Bolluk toplumu olan üst evrede herkes yeteneği kadar çalışıp ihtiyacı kadar tüketebilecektir. Tüketimin ve dolayısıyla tüketime sunulacak maddelerin üretiminin tek unsuru, toplumsal yarar ya da kullanım değerleri üretimi olacak; bireyler de, başka herhangi bir yan etki olmadan, ihtiyaçları olan, kendileri için yararlı nesneleri tüketmekte tamamen özgür olabileceklerdir. Ancak, bu, yeterince bolluk olduğu koşullarda olanaklıdır. O durumda, S. Aren ve Nove gibilerinin “tüketici tercihleri” üzerinde spekülasyon yapma özgürlükleri de ortadan kalkacaktır.

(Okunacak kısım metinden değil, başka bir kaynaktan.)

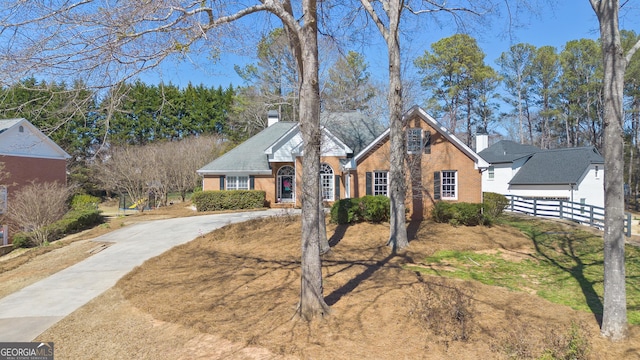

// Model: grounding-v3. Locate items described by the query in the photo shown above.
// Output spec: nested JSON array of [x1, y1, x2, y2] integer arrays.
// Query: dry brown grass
[[38, 217, 640, 359]]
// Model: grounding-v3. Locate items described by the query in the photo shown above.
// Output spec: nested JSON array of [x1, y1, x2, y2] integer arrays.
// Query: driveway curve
[[0, 209, 296, 342]]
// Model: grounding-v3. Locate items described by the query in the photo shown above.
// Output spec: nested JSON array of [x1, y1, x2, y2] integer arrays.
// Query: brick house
[[0, 119, 70, 244], [198, 106, 488, 217], [197, 111, 353, 207], [345, 106, 489, 218]]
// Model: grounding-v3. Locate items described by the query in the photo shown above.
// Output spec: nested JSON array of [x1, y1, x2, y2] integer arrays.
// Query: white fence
[[505, 195, 631, 236]]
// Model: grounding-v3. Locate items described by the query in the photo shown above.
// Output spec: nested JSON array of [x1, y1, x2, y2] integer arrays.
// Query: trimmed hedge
[[331, 195, 390, 224], [482, 192, 509, 219], [191, 190, 266, 211], [13, 208, 104, 248], [71, 194, 100, 210], [431, 201, 489, 226]]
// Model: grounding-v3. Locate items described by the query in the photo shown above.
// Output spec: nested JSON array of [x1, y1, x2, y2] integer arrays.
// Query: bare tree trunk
[[385, 1, 409, 251], [360, 0, 410, 251], [590, 0, 640, 340], [298, 0, 329, 320]]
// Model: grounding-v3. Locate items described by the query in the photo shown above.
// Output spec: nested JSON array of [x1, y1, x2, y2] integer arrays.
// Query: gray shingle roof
[[478, 140, 542, 164], [509, 146, 604, 185], [0, 119, 24, 133], [320, 111, 385, 154], [198, 121, 298, 174]]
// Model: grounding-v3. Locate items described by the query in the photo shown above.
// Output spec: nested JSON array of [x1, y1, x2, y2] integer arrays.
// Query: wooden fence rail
[[505, 195, 631, 237]]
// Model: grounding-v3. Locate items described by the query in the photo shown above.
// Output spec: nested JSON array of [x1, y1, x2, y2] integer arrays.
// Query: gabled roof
[[347, 105, 489, 169], [198, 121, 298, 175], [197, 121, 353, 175], [320, 111, 385, 153], [478, 140, 542, 164], [509, 146, 604, 185], [0, 118, 71, 159]]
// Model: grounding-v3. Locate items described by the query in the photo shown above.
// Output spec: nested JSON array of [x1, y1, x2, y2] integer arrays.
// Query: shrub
[[191, 190, 265, 211], [13, 208, 104, 248], [42, 208, 104, 241], [431, 201, 487, 226], [331, 195, 390, 224], [71, 194, 100, 210], [482, 192, 509, 219], [11, 232, 34, 249]]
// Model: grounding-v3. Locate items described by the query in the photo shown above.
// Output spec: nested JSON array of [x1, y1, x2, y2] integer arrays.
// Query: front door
[[277, 165, 296, 203]]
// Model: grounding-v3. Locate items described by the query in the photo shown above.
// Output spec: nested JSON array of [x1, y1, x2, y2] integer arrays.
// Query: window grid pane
[[407, 129, 422, 154], [320, 174, 334, 201], [226, 176, 249, 190], [441, 171, 457, 199], [373, 171, 389, 196], [320, 163, 335, 201]]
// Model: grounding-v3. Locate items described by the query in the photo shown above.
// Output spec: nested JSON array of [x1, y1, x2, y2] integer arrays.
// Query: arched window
[[277, 165, 296, 202], [320, 163, 335, 201]]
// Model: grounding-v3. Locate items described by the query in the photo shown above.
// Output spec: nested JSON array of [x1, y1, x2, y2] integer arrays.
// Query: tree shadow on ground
[[407, 219, 423, 241], [324, 253, 398, 306], [525, 229, 603, 326], [329, 224, 349, 247]]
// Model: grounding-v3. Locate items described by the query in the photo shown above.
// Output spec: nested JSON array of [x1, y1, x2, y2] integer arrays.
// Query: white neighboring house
[[476, 135, 604, 207]]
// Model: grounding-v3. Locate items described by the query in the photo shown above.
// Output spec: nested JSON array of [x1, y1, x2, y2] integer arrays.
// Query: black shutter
[[433, 171, 440, 200], [423, 131, 431, 154]]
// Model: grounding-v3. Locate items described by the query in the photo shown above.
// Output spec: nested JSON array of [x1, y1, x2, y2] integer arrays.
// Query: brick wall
[[0, 155, 67, 196], [352, 118, 482, 217]]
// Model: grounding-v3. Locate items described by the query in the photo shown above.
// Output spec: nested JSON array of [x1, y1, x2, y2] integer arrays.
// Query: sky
[[142, 0, 640, 93]]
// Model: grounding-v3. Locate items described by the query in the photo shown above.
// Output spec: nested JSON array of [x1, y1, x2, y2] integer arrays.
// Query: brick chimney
[[267, 110, 280, 127]]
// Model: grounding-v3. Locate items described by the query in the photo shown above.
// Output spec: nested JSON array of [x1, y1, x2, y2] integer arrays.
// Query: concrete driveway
[[0, 209, 296, 342]]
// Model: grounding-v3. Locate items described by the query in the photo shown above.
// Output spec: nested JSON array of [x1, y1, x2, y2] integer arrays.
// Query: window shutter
[[433, 171, 440, 200], [423, 131, 431, 154]]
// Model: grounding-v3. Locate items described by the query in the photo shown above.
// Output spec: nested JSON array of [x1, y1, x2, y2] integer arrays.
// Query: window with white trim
[[320, 163, 335, 201], [407, 128, 422, 154], [373, 171, 389, 196], [440, 170, 458, 200], [226, 176, 249, 190]]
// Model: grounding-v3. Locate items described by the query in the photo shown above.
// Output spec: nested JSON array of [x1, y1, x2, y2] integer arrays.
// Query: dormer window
[[407, 128, 422, 154], [407, 128, 431, 154]]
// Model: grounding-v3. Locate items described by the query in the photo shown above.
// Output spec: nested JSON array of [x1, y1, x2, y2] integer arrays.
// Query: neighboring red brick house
[[198, 106, 489, 217], [0, 119, 70, 243]]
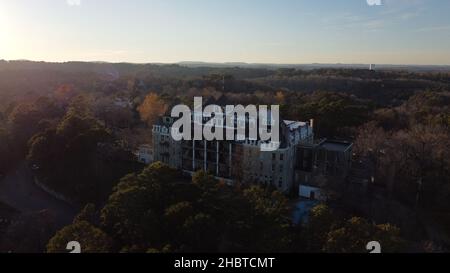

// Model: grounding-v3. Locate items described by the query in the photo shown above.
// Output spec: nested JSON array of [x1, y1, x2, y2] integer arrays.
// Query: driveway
[[0, 163, 78, 227]]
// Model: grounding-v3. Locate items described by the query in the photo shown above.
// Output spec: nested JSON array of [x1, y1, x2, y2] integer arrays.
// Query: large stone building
[[153, 112, 351, 198]]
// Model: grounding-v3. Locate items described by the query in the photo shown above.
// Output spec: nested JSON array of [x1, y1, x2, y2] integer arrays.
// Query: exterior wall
[[299, 185, 324, 200], [153, 125, 181, 169], [153, 117, 322, 193]]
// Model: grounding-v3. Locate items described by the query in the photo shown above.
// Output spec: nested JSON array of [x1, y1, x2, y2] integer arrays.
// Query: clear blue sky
[[0, 0, 450, 65]]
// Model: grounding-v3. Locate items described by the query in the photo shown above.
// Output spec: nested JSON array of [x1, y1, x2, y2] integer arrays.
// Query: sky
[[0, 0, 450, 65]]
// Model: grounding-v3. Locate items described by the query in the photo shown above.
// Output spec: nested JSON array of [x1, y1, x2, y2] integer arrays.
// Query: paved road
[[0, 163, 77, 227]]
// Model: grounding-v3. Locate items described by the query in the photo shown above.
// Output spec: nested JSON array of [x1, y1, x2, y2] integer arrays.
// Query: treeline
[[47, 163, 407, 253]]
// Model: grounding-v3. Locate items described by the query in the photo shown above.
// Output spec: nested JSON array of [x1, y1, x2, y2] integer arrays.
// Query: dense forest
[[0, 61, 450, 252]]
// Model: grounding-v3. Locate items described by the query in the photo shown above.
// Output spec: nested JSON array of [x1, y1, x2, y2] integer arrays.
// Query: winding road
[[0, 163, 77, 227]]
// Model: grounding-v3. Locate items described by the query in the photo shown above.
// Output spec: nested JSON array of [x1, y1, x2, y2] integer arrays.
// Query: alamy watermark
[[171, 97, 280, 151]]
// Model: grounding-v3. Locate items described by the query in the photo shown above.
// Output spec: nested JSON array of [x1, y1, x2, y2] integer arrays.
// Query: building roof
[[283, 120, 307, 131]]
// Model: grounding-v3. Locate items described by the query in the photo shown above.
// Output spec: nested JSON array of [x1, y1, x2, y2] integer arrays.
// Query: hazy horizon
[[0, 0, 450, 65]]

Ama henüz “herkese ihtiyacına göre” bolluğu gerçekleşmemişse, komünizmin birinci evresinde, kullanım değerlerinin herkesin ihtiyacını karşılayacak bollukta olmadığı koşullarda, bireylerin ihtiyaçlarını karşılamalarının bir ölçütü olması gerekecektir. Topluma kendi emeğini sunan birey, ondan ihtiyacı kadarını alamayınca, alacağı tüketim nesnelerinin miktarını belirleyecek tek bir ölçüt olabilir, toplum bir başka ölçüt “keşfetmemiştir”: “Emeğine göre”. Birey, toplumdan, ona sunduğu emek miktarına eşdeğer miktarda (kuşkusuz, toplumsal fonlar için gerekli indirim yapıldıktan sonra, yani sunduğundan azını) emek-ürünü alacaktır.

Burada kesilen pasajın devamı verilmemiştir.